Peters
- Company type: Private
- Industry: Bakery
- Founded: 1966
- Defunct: 2012
- Headquarters: Durham, United Kingdom
- Number of locations: 71
- Key people: Peter Knowles (Chairman)
- Number of employees: 580

= Peters (bakery) =

Former British bakery chain

Peters was a British bakery chain. The business entered into administration in 2012 and the business was acquired by Cooplands of Scarborough.

==History==
Peter Knowles (born c.1943) was born and raised in County Durham. He trained and worked as a baker in Leeds and London, but returned home to establish a bakery business at Belmont in 1966. A second shop was opened shortly afterwards in Durham city centre. Shops were opened in Teesside and North Tyneside in the mid-1980s.

A rival bakery chain, Harrison's of Spennymoor, with 29 branches, was acquired in the mid-1990s. Following the acquisition Peter's controlled around 70 shops, from Ashington in Northumberland to Northallerton in North Yorkshire.

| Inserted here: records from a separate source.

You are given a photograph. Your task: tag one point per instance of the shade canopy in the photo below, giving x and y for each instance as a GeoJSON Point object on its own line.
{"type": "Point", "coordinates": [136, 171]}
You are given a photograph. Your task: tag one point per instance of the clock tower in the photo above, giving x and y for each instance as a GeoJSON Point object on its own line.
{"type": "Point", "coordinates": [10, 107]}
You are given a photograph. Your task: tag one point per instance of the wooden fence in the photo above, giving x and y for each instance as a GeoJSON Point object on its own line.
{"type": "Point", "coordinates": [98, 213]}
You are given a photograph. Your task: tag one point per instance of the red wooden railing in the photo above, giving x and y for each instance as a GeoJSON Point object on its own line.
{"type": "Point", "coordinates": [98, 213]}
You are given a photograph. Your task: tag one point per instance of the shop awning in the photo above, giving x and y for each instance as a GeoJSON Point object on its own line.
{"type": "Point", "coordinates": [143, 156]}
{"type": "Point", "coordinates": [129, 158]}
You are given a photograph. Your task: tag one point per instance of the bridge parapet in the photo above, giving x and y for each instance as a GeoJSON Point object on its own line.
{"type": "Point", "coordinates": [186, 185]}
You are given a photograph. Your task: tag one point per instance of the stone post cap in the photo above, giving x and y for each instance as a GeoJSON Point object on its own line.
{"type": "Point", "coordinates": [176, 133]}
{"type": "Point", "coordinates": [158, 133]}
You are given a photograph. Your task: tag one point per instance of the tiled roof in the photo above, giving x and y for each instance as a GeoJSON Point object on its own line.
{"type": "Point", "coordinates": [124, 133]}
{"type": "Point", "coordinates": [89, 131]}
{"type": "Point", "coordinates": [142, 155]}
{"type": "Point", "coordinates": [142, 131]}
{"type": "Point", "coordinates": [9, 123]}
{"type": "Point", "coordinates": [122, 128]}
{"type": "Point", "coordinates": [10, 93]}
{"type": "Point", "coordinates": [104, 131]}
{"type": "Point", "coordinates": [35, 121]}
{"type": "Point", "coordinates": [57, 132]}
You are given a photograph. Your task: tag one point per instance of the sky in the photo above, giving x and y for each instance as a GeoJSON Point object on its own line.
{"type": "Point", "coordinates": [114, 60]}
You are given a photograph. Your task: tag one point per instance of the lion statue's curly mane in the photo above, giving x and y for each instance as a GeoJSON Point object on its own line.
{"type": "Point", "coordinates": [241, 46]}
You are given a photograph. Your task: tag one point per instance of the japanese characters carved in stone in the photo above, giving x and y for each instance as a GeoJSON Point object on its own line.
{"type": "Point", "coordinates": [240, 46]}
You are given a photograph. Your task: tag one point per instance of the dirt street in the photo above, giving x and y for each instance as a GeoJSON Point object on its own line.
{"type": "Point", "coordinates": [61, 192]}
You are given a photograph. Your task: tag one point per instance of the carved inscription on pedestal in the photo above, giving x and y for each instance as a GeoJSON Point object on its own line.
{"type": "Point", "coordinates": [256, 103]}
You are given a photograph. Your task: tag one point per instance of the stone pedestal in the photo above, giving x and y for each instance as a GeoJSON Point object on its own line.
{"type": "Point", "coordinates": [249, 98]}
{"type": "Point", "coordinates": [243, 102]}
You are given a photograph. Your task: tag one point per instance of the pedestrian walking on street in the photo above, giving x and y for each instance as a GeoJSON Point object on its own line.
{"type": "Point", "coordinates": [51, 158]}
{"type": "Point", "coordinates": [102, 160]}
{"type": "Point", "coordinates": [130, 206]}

In 2003 its production plant at Durham was destroyed in a large fire forcing production to move to temporary accommodation in Peterlee until September 2005 when a new £9 million facility was opened on the same site.

Peters Bakery entered into administration in 2012. The business was acquired by Coopland and Son of Scarborough, who retained 22 stores and closed 34.